From an early age, Sherece West-Scantlebury ’07, Ph.D., public policy recalls being preoccupied by a single question: Why is this community the way it is?
It was a question that first took root in West-Scantlebury’s own childhood in Brookyn, where she was born to a single teenage mother and lived in public housing. Her family later moved to Baltimore, where they made ends meet on public assistance. In both places, West-Scantlebury recalls witnessing “the usual ills associated with public housing” – drug addiction, alcoholism, domestic violence and abuse. But she also remembers the working people with big dreams who seldom saw those dreams come to fruition.
“I just wanted to know how and why people lived – we lived – that way,” says West-Scantlebury. “It was just always something that drove me.”
Education was the start of her path to find answers. West-Scantlebury earned an undergraduate degree in public administration at Bowie State University, then obtained an Alfred P. Sloan Foundation Policy Institutes grant that led to a master’s degree in public policy from the Gerald R. Ford School at the University of Michigan.
West-Scantlebury wasn’t content with studying policy, however. She pursued a career in the nonprofit sector to help address fundamental social problems through targeted programs and investment in communities.
“I was born with the heart to affect social justice,” she says. “I didn’t choose philanthropy, it chose me.”
West-Scantlebury worked for twelve years as a program associate at Baltimore’s Annie E. Casey Foundation in Baltimore and worked on a doctorate at UMBC.
Even before obtaining her Ph.D., West-Scantlebury was named as president and CEO of the Louisiana-based Carrier Foundation.

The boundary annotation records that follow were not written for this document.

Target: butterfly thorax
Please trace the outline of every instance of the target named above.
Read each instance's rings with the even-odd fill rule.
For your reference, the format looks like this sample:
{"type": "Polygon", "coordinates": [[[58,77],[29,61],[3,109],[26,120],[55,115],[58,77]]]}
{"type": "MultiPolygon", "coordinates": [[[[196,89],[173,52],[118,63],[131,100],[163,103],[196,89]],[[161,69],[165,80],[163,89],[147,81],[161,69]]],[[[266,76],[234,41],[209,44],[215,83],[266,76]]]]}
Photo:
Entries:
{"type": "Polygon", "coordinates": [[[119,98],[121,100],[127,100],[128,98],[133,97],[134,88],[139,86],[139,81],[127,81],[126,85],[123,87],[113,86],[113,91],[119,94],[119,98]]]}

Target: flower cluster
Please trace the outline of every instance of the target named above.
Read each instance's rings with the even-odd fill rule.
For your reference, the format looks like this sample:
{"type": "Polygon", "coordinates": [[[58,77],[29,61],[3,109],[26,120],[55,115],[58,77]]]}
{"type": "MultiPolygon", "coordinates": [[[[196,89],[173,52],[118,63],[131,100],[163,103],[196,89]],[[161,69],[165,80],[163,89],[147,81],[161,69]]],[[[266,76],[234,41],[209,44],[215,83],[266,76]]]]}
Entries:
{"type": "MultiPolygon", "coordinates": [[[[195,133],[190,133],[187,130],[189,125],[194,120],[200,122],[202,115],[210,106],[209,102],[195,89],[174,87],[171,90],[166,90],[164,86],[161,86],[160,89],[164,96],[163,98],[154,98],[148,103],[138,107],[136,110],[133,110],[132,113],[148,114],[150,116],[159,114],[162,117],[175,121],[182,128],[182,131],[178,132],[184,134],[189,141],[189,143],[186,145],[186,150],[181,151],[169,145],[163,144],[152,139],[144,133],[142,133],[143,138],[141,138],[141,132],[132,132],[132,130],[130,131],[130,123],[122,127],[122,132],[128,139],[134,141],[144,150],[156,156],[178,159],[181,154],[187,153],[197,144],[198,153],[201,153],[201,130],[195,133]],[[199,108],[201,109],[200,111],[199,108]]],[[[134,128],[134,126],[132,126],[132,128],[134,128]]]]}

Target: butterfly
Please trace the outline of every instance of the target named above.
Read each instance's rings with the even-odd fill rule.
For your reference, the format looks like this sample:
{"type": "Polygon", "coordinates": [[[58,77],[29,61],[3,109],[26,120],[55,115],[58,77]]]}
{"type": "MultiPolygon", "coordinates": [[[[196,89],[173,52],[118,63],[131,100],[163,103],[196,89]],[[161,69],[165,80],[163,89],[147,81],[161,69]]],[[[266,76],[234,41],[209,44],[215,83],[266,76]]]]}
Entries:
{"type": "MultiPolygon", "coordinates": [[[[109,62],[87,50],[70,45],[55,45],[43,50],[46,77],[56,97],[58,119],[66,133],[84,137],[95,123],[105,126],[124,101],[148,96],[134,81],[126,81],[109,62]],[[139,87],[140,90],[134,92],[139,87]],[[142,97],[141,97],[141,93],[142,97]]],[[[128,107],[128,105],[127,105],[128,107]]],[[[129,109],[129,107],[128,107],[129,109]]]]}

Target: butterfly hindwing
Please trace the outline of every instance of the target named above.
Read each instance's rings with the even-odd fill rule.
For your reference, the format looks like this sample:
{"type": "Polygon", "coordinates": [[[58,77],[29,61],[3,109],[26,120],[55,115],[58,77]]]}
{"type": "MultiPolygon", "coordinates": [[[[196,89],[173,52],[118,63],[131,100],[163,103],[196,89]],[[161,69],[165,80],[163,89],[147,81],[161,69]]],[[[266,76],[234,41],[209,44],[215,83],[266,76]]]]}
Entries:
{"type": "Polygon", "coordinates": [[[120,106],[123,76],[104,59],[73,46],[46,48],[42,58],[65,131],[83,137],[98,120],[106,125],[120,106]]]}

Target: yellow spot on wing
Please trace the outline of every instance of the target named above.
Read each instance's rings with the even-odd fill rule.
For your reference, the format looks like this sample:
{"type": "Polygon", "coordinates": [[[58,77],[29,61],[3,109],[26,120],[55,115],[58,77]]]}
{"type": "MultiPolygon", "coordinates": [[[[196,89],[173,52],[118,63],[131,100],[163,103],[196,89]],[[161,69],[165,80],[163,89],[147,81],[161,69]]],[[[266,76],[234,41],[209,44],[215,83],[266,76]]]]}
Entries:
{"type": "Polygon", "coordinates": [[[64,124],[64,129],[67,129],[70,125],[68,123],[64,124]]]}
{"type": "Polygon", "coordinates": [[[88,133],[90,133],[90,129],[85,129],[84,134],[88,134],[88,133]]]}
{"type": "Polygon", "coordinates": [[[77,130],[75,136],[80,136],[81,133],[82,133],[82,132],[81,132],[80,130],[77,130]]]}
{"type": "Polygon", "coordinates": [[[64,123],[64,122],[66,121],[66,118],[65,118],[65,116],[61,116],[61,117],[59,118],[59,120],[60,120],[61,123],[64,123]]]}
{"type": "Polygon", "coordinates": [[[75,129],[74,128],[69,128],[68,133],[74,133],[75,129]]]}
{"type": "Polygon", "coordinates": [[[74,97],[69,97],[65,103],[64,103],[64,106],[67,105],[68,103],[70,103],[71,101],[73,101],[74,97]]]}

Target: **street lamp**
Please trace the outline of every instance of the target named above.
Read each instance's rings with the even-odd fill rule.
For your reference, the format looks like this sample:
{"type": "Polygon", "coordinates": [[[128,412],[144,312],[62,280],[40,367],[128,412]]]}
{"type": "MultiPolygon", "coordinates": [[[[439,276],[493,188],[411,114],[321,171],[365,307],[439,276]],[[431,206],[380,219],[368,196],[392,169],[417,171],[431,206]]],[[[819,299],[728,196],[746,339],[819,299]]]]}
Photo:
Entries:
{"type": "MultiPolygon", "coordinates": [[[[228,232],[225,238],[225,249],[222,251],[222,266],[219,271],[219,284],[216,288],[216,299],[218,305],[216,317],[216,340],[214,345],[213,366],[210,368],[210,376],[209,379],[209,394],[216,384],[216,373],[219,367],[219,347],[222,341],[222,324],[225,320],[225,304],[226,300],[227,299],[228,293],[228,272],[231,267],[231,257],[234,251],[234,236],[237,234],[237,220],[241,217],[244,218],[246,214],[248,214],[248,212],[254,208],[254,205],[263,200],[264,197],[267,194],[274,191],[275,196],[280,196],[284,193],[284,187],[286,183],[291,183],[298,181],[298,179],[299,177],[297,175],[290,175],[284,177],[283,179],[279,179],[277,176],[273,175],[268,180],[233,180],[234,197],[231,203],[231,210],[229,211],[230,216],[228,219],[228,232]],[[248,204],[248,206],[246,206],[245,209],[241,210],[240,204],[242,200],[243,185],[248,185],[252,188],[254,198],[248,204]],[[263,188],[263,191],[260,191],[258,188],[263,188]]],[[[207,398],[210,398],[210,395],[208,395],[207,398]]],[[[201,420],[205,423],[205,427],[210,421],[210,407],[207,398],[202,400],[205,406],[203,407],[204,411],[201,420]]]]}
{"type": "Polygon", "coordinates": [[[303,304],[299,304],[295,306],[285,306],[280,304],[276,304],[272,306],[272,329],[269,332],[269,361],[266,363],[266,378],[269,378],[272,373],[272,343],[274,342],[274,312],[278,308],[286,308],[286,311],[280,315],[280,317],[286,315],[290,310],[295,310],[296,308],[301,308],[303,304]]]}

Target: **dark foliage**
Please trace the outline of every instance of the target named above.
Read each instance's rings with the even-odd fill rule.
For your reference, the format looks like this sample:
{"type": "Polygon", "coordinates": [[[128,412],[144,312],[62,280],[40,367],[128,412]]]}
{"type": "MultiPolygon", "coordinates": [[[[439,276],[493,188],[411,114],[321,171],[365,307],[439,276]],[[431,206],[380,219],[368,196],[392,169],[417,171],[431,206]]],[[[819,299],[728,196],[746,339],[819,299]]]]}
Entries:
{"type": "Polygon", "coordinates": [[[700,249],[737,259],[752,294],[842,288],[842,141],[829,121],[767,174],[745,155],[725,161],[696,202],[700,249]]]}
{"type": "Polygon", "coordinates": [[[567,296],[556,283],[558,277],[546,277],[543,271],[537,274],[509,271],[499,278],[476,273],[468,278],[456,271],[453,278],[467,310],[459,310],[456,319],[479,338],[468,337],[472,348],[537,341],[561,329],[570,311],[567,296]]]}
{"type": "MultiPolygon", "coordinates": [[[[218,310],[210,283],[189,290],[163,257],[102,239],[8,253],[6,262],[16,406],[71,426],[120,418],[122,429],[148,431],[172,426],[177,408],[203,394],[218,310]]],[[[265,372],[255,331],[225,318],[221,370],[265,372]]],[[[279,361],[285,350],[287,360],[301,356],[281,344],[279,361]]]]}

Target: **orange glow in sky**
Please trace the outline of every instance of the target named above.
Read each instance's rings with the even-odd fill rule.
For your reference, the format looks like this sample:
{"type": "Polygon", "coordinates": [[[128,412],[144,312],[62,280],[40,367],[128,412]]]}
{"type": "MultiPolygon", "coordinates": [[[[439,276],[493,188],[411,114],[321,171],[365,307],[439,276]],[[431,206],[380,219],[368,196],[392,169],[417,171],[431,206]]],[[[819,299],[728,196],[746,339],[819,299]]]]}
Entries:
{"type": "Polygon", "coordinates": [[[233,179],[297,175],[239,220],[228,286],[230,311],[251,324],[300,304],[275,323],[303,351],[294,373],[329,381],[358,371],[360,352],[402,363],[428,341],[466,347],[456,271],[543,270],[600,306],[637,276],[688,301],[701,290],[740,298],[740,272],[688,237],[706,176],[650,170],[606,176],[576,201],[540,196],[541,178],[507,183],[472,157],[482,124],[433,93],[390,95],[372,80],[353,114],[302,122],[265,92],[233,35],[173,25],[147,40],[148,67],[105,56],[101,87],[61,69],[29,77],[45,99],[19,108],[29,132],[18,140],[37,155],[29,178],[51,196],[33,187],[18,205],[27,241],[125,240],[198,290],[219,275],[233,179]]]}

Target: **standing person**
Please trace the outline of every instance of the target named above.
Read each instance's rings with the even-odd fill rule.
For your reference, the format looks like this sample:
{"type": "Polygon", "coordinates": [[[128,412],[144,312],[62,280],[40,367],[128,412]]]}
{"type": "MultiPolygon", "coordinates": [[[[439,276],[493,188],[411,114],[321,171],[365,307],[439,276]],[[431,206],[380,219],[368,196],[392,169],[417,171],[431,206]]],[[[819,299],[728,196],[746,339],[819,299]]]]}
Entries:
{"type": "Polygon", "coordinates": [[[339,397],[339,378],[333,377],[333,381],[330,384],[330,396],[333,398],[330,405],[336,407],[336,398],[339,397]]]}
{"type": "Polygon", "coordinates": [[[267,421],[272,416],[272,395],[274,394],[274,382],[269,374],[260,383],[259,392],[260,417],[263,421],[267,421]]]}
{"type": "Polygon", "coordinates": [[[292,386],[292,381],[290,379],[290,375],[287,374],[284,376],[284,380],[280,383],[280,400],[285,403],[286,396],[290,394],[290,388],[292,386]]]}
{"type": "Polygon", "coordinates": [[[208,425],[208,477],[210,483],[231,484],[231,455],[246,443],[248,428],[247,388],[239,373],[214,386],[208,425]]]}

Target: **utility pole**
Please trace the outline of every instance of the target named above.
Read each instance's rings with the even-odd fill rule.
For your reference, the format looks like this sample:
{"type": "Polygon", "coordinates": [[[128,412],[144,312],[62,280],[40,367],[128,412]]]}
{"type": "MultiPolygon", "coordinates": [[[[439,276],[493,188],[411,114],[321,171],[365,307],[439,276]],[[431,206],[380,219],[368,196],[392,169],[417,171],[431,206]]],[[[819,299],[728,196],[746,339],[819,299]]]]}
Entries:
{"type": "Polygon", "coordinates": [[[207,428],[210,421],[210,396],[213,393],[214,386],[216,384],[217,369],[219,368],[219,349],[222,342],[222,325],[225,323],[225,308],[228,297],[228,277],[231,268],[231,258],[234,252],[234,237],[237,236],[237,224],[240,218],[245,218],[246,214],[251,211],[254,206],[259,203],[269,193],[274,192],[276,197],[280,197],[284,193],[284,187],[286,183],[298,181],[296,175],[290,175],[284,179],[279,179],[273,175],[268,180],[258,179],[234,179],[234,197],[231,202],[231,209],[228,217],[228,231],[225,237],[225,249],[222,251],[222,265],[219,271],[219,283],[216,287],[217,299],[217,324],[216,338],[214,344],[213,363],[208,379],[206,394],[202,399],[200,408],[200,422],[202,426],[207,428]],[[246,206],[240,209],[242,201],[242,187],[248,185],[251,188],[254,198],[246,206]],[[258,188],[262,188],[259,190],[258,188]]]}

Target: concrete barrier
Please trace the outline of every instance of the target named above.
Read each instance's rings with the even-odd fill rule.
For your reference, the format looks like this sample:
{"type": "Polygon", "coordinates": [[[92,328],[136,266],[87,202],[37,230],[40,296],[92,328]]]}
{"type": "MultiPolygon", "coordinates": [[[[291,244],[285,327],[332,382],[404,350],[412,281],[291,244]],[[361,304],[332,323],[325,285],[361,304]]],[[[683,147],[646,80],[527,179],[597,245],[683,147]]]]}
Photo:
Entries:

When Hurricane Katrina hit in 2005, she found herself helping lead (and eventually becoming the CEO) of the Louisiana Recovery Foundation, charged with the fair distribution of donations pouring into the governor’s office.
Two years later, West-Scantlebury was tapped to head the Winthrop Rockefeller Foundation in Little Rock, AR. The foundation’s mission is to improve the lives of all Arkansans by supporting education and economic development programs, and furthering the cause of racial, economic and social justice.
In 2012, the Winthrop Rockefeller Foundation oversaw more than $4.6 million in grants awarded to 65 different groups. West-Scantlebury says the foundation is focused on solving what she calls the “old and difficult problems that keep Arkansas in the bottom five [in the United States] on indicators of children and family well-being. I want us to be number one on those indicators one day.”
West-Scantlebury observes that the faculty staff and students in UMBC’s public policy department were all invested in her success as a nonprofit administrator. “There was great camaraderie, and a determination that we would all complete the program and make great contributions.”
The feeling of accomplishment is mutual, says Donald Norris, chair of the public policy department. Norris nominated West-Scantlebury for UMBC’s 2013 Outstanding Alumna of the Year award in the Social and Behavioral Sciences, which she received at Homecoming last year.
“Sherece’s excellent and effective career in public service and community leadership embodies the best of UMBC and demonstrates the best qualities of her graduate education,” says Norris.
West-Scantlebury has long moved past merely trying to answer her own question about why a community takes its shape. She says she is proud to work for a foundation that supports the demanding but essential long-term changes required to make Arkansas a better place, and help to engineer those changes through grants that target poverty reduction, education and community development.
The keys to success, says West-Scantlebury, are determination, collaboration and patience. “Collective action creates change, but it isn’t fast or easy,” she insists. “It’s about neighbor working with neighbor, but it’s also about sticking with it.”